This notebook will show how to get trip_update data and test agencies to check whether they provide lateness estimates


In [None]:
import pandas as pd
from datetime import datetime
from itertools import chain

from pathlib import Path
import json


In [None]:
class TripDelayData:
    def __init__(
        # self, delay, stop_time_updates, timestamp=None, trip_id=None, route_id=None, vehicle_id=None
        self, delay, stop_time_updates, timestamp=None, trip_id=None
    ):
        if trip_id:
            self.trip_id = trip_id
        self.timestamp = datetime.fromtimestamp(timestamp) if timestamp else pd.NaT
        self.delay = delay
        # keys: ["stop_sequence", "stop_id",
        #        "arrival_delay", "arrival_time", "arrival_uncertainty",
        #        "departure_delay", "departure_time", "departure_uncertainty"]
        self.stop_time_updates = []
        for st in stop_time_updates:
            self.stop_time_updates.append(
                {
                    **({"stop_id": st["stop_id"]} if "stop_id" in st else {}),
                    **({"stop_sequence": st["stop_sequence"]} if "stop_sequence" in st else {}),
                    "arrival_time": datetime.fromtimestamp(st["arrival_time"]) if "arrival_time" in st else pd.NaT,
                    "arrival_delay": st.get("arrival_delay"),
                    **({"arrival_uncertainty": st["arrival_uncertainty"]} if "arrival_uncertainty" in st else {}),
                    "departure_time": datetime.fromtimestamp(st["departure_time"]) if "departure_time" in st else pd.NaT,
                    "departure_delay": st.get("departure_delay"),
                    **({"departure_uncertainty": st["departure_uncertainty"]} if "departure_uncertainty" in st else {}),
                }
            )

        # self.stop_time_updates = [
        #     {
        #         "stop_id": st.get("stop_id"),
        #         "stop_sequence": st.get("stop_sequence"),
        #         "arrival_time": (
        #             datetime.fromtimestamp(st["arrival_time"])
        #             if st.get("arrival_time")
        #             else pd.NaT
        #         ),
        #         "arrival_delay": st.get("arrival_delay"),
        #         "arrival_uncertainty": st.get("arrival_uncertainty"),
        #         "departure_time": (
        #             datetime.fromtimestamp(st["departure_time"])
        #             if st.get("departure_time")
        #             else pd.NaT
        #         ),
        #         "departure_delay": st.get("departure_delay"),
        #         "departure_uncertainty": st.get("departure_uncertainty"),
        #     }
        #     for st in stop_time_updates
        # ]
    
    def flatten(self):
        # un-nest the stop time updates
        parent_vars = {k:v for k, v in vars(self).items() if k != "stop_time_updates"}
        return [dict(parent_vars, **st) for st in self.stop_time_updates]

    def __repr__(self):
        type_name = type(self).__name__
        attr_string = ", ".join([f"{k}={v!r}" for k, v in vars(self).items()])
        return f"{type_name}({attr_string})"

    def __str__(self):
        type_name = type(self).__name__
        max_attr_len = len(max(vars(self), key=len))
        attr_strings = [f"{k:{max_attr_len}}  {v}" for k, v in vars(self).items()]
        return "\n  ".join([type_name] + attr_strings)

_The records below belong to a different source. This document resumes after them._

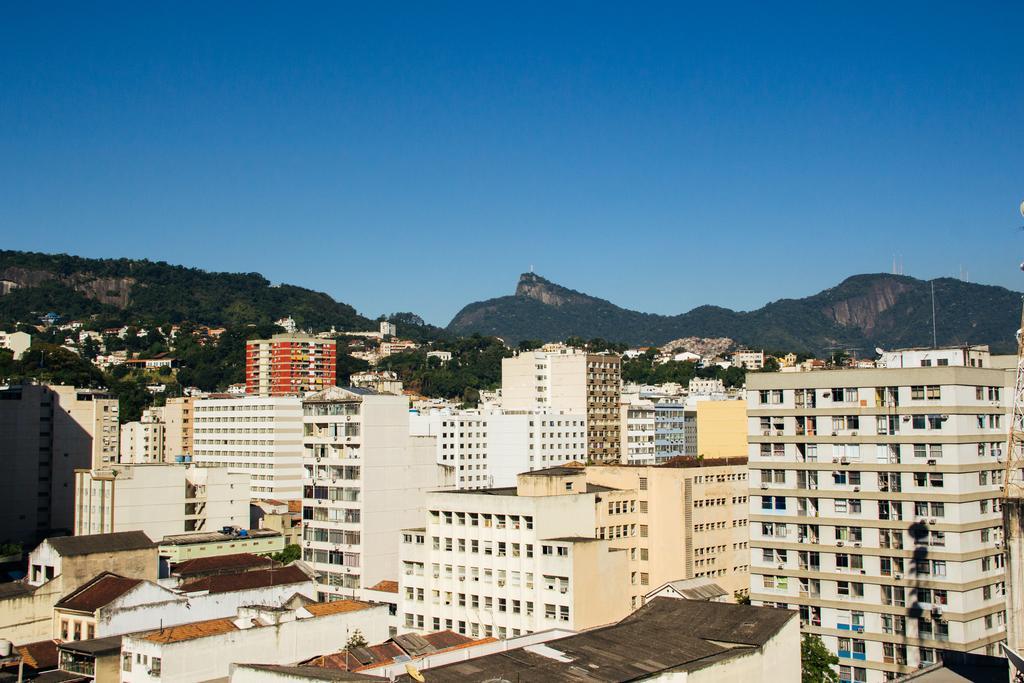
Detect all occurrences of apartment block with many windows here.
[398,467,637,638]
[191,396,302,501]
[410,410,587,488]
[502,347,623,462]
[246,334,338,396]
[748,353,1013,683]
[302,387,452,600]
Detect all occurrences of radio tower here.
[1002,197,1024,682]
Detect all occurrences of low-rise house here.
[230,598,801,683]
[0,531,158,645]
[53,565,316,641]
[121,600,388,683]
[57,636,121,683]
[160,528,285,564]
[168,553,281,587]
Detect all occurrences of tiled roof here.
[178,564,312,593]
[370,581,398,593]
[46,531,157,557]
[171,553,278,578]
[303,600,373,616]
[0,581,36,600]
[15,640,57,671]
[142,618,239,643]
[54,571,142,612]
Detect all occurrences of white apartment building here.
[502,347,622,462]
[0,384,119,544]
[748,351,1013,683]
[732,349,765,370]
[878,345,992,369]
[119,408,166,463]
[410,410,587,488]
[621,397,655,465]
[75,463,249,541]
[192,395,302,501]
[302,387,451,600]
[161,396,196,461]
[0,332,32,360]
[120,600,388,683]
[398,467,637,638]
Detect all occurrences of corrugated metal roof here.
[46,531,157,557]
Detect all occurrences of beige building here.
[502,347,622,462]
[0,531,159,645]
[587,457,750,607]
[119,408,165,464]
[399,458,749,638]
[748,349,1014,683]
[75,463,249,541]
[193,395,302,501]
[302,387,454,600]
[398,467,637,639]
[162,396,196,461]
[696,400,746,458]
[0,385,119,544]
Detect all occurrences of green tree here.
[800,633,839,683]
[270,543,302,564]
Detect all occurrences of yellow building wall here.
[697,400,746,458]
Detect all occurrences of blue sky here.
[0,2,1024,324]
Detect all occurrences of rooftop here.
[57,636,121,655]
[237,664,384,681]
[370,580,398,593]
[142,618,239,643]
[46,531,157,557]
[160,528,281,546]
[304,600,373,616]
[171,553,278,578]
[178,564,312,593]
[648,577,728,600]
[397,598,796,683]
[14,640,57,671]
[53,571,142,612]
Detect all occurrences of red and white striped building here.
[246,334,338,396]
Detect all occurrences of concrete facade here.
[193,396,302,501]
[0,385,119,545]
[410,410,587,488]
[75,463,249,541]
[748,360,1013,683]
[398,468,636,638]
[502,348,622,462]
[302,387,452,599]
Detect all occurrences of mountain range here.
[447,272,1021,354]
[0,251,372,330]
[0,250,1021,354]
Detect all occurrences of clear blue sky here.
[0,1,1024,324]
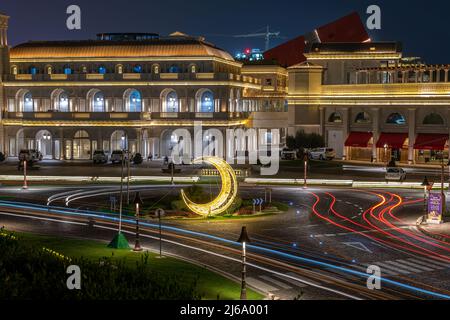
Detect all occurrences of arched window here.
[64,66,72,74]
[111,130,128,151]
[165,91,178,112]
[92,91,105,112]
[328,112,342,123]
[133,64,142,73]
[98,66,106,74]
[128,90,142,112]
[386,112,406,125]
[355,112,370,123]
[58,91,69,112]
[423,112,445,125]
[73,130,91,159]
[199,90,214,112]
[23,91,34,112]
[169,65,181,73]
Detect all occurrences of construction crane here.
[232,26,281,51]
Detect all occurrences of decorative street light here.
[237,227,251,300]
[422,177,431,214]
[108,151,130,249]
[133,192,144,251]
[155,209,166,258]
[303,154,308,189]
[384,143,389,168]
[22,160,28,189]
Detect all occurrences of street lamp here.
[303,154,308,189]
[133,192,144,251]
[155,209,165,258]
[237,227,251,300]
[384,143,389,168]
[22,160,28,189]
[108,151,130,249]
[422,177,431,214]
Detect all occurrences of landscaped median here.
[0,175,200,184]
[0,230,263,300]
[244,178,449,189]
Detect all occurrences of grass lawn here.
[19,233,264,300]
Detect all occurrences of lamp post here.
[133,192,144,251]
[447,156,450,196]
[303,154,308,189]
[237,227,251,300]
[125,150,131,205]
[422,177,430,214]
[384,143,388,168]
[155,209,165,258]
[108,151,130,249]
[22,160,28,190]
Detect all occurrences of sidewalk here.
[333,160,448,169]
[417,217,450,243]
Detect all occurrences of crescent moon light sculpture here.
[181,157,237,216]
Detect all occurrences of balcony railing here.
[4,111,250,121]
[3,72,261,85]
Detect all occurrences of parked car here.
[110,150,128,164]
[308,148,336,160]
[92,150,108,164]
[281,149,297,160]
[385,168,406,182]
[30,149,44,161]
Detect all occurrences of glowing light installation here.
[181,157,237,216]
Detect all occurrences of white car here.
[111,150,128,164]
[308,148,336,160]
[92,150,108,164]
[385,168,406,182]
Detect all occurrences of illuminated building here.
[234,49,264,61]
[288,42,450,163]
[0,15,286,160]
[0,9,450,163]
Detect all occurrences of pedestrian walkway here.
[354,256,450,277]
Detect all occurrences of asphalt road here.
[0,186,450,299]
[0,159,449,182]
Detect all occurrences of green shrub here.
[0,231,201,300]
[133,153,144,164]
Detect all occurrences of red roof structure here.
[264,12,370,67]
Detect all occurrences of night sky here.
[0,0,450,63]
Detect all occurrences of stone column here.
[372,108,380,162]
[342,108,350,160]
[319,107,328,138]
[136,128,145,157]
[408,108,416,164]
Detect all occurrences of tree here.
[286,130,325,150]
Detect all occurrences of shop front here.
[377,133,409,164]
[414,134,449,164]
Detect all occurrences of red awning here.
[414,133,448,150]
[377,133,408,149]
[345,132,372,148]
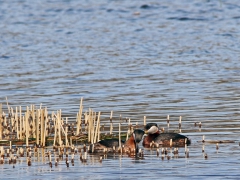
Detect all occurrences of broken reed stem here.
[76,98,83,135]
[19,106,23,139]
[25,111,29,147]
[109,111,113,134]
[119,123,122,148]
[15,107,19,139]
[167,115,169,128]
[57,110,62,147]
[97,111,101,142]
[36,109,40,145]
[143,116,146,127]
[179,116,182,129]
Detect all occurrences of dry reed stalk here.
[32,105,37,138]
[179,116,182,129]
[109,111,113,134]
[19,106,23,139]
[93,111,101,143]
[53,116,57,146]
[167,115,170,128]
[43,108,48,146]
[25,111,29,147]
[65,126,69,146]
[57,110,62,147]
[91,112,97,143]
[87,108,92,142]
[15,107,19,139]
[40,109,44,146]
[76,98,83,135]
[0,103,3,117]
[143,116,146,127]
[36,109,40,145]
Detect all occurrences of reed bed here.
[0,98,236,168]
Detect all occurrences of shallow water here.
[0,0,240,179]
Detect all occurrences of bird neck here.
[124,135,136,149]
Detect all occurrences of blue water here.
[0,0,240,179]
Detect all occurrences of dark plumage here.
[89,129,144,153]
[143,123,191,147]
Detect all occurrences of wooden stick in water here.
[19,106,22,139]
[110,111,113,134]
[167,115,169,128]
[179,116,182,129]
[119,123,122,149]
[95,111,101,142]
[25,111,29,147]
[76,98,83,135]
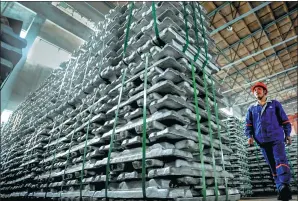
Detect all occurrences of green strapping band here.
[182,2,189,53]
[142,54,149,198]
[198,3,219,201]
[105,68,127,198]
[191,2,201,62]
[105,2,134,198]
[152,1,159,39]
[122,2,135,58]
[212,81,230,201]
[191,62,206,200]
[80,119,90,201]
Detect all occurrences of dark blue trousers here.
[260,141,291,190]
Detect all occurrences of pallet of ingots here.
[222,117,252,197]
[1,3,238,200]
[286,135,298,193]
[248,146,276,195]
[1,63,85,197]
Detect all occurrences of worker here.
[245,82,292,201]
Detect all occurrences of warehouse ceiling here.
[203,2,298,114]
[2,1,298,115]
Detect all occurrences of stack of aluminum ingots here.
[222,117,252,197]
[1,2,240,201]
[247,145,276,195]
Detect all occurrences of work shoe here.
[277,184,292,201]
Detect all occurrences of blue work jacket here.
[245,100,291,144]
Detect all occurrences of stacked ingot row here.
[1,2,240,200]
[222,117,252,197]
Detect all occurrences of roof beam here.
[220,43,297,82]
[222,66,298,94]
[222,8,298,52]
[210,1,271,35]
[220,35,298,69]
[18,1,93,41]
[207,1,231,17]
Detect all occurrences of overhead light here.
[227,26,233,31]
[1,110,12,124]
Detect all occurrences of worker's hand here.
[248,137,254,146]
[286,136,292,145]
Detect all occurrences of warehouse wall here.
[6,62,53,110]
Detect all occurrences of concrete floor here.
[239,195,298,201]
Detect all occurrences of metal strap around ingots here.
[105,2,134,199]
[80,89,99,201]
[187,2,207,200]
[60,53,102,199]
[182,2,189,53]
[142,53,149,198]
[212,77,230,201]
[191,2,201,62]
[198,3,219,201]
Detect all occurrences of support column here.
[1,14,45,113]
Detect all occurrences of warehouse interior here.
[0,1,298,201]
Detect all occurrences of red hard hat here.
[250,82,268,93]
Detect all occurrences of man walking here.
[245,82,292,201]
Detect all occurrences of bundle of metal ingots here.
[222,117,252,197]
[1,2,240,201]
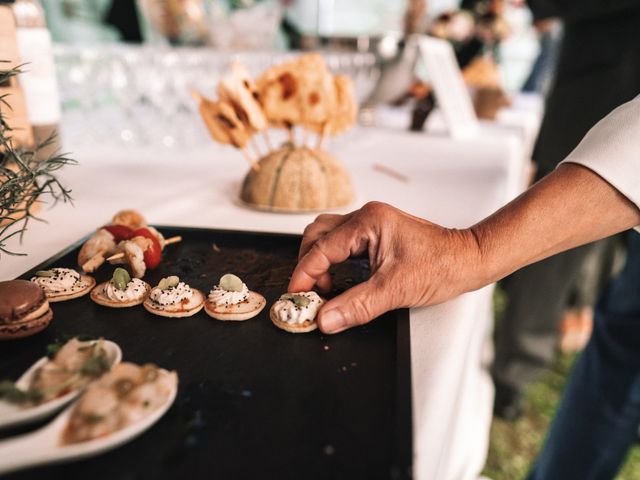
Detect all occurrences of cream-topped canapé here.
[149,282,193,307]
[31,268,86,293]
[102,278,147,302]
[273,292,324,325]
[208,283,249,307]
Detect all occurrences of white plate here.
[0,369,178,474]
[0,340,122,430]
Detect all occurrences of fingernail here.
[322,310,344,333]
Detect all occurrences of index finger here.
[288,218,368,292]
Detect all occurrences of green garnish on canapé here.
[280,293,311,308]
[111,267,131,290]
[158,275,180,290]
[218,273,244,292]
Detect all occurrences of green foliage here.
[0,61,77,255]
[483,344,640,480]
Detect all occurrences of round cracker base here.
[0,308,53,340]
[269,304,318,333]
[90,282,151,308]
[46,275,96,303]
[142,288,204,318]
[204,291,267,322]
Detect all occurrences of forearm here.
[467,164,640,289]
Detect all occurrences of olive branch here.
[0,64,77,257]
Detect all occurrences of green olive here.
[113,378,135,398]
[280,293,311,307]
[218,273,243,292]
[158,275,180,290]
[111,267,131,290]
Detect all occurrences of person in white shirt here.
[288,96,640,480]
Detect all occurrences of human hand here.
[288,202,478,333]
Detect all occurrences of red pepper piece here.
[129,227,162,268]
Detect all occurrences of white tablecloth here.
[0,124,526,480]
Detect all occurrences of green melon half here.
[240,145,353,212]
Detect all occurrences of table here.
[0,124,525,480]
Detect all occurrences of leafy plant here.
[0,64,77,255]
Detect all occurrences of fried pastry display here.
[194,53,358,212]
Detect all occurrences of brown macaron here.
[0,280,53,340]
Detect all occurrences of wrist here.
[459,227,496,292]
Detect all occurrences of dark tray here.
[0,227,412,480]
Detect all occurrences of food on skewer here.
[62,362,178,444]
[107,236,155,278]
[78,227,119,273]
[218,61,267,132]
[78,210,182,277]
[91,267,151,308]
[0,280,53,340]
[204,273,267,321]
[0,338,114,408]
[269,292,324,333]
[194,53,357,212]
[31,268,96,302]
[143,275,204,318]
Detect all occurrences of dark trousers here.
[529,232,640,480]
[493,239,611,390]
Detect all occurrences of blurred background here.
[17,0,539,149]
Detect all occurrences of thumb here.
[318,277,393,333]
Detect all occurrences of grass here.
[483,291,640,480]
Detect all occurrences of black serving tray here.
[0,227,412,480]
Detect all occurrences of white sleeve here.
[562,95,640,231]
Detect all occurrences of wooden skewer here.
[262,130,273,153]
[190,90,202,103]
[316,122,329,150]
[107,252,124,262]
[249,135,262,158]
[240,148,260,172]
[103,235,182,262]
[164,235,182,246]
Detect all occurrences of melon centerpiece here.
[194,54,357,212]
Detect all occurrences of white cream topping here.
[209,283,249,307]
[273,292,324,324]
[31,268,84,293]
[149,282,193,307]
[102,278,147,302]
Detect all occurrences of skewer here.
[249,135,262,158]
[316,122,329,150]
[261,130,273,153]
[189,89,202,103]
[106,252,124,262]
[240,148,260,172]
[105,235,182,263]
[82,253,105,273]
[164,235,182,246]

Poll the trip updates the GTFS Realtime TripUpdates feed directly


In [None]:
from tsp_gtfs_realtime.gtfs_realtime_api_poller import GTFSRealtimeAPIPoller, GTFSRealtimeConfig


Point `config_folder` to a folder with agency json config files, or set `config_files` manually


In [None]:
# get all config files
config_folder = Path("../tsp_gtfs_realtime/config/agencies")
config_files = sorted(config_folder.glob("*.json"))


Poll each feed `num_samples` times

Instantiating the pollers outside the loop allows them each to manage the polling rate. This could be parallelized.


In [None]:
# create pollers for each feed
agency_gtfs_realtime_api_poller = {
    config_file.stem: GTFSRealtimeAPIPoller(GTFSRealtimeConfig.from_inputs(config_file=config_file)) for config_file in config_files
}
agency_trip_delay_data = {config_file.stem: [] for config_file in config_files}


In [None]:
num_samples = 10

for sample_idx in range(num_samples):
    for agency, gtfs_realtime_api_poller in agency_gtfs_realtime_api_poller.items():
        print(f"Sample {sample_idx}, Polling {agency}")
        try:
            gtfs_realtime_api_poller.poll_trip_updates()
            agency_trip_delay_data[agency].extend(
                [
                    TripDelayData(
                        trip_id=fields.get("trip_id"),
                        timestamp=fields.get("timestamp"),
                        delay=fields.get("delay"),
                        stop_time_updates=fields.get("stop_time_updates"),
                    )
                    for _, fields in gtfs_realtime_api_poller.trip_updates
                ]
            )
        except Exception as e:
            print(e)
            print(f"Error, skipping {agency} {sample_idx}")
            continue


In [None]:
# in case some agency never got good data delete it
for agency in list(agency_trip_delay_data):
    if not agency_trip_delay_data[agency]:
        print(f"{agency} never received good data, deleting")
        del agency_gtfs_realtime_api_poller[agency]
        del agency_trip_delay_data[agency]


In [None]:
df_agency_trip_delay_data = {
    agency: pd.DataFrame(
        chain(*[trip_delay.flatten() for trip_delay in trip_delays])
    )
    for agency, trip_delays in agency_trip_delay_data.items()
}

The data can also be saved to a csv file for further investigation or just appending data from different polling times


In [None]:
should_save_csv = True
should_append = True

csv_folder = Path("./output/csv_trip_delay/")
csv_folder.mkdir(parents=True, exist_ok=True)
if should_save_csv:
    for agency in df_agency_trip_delay_data.keys():
        csv_file = csv_folder.joinpath(f"{agency}.csv")
        if should_append and csv_file.is_file():
            df_agency_trip_delay_data[agency] = pd.concat(
                [pd.read_csv(csv_file), df_agency_trip_delay_data[agency]],
                ignore_index=True
            ).drop_duplicates()
        df_agency_trip_delay_data[agency].to_csv(csv_file, index=False)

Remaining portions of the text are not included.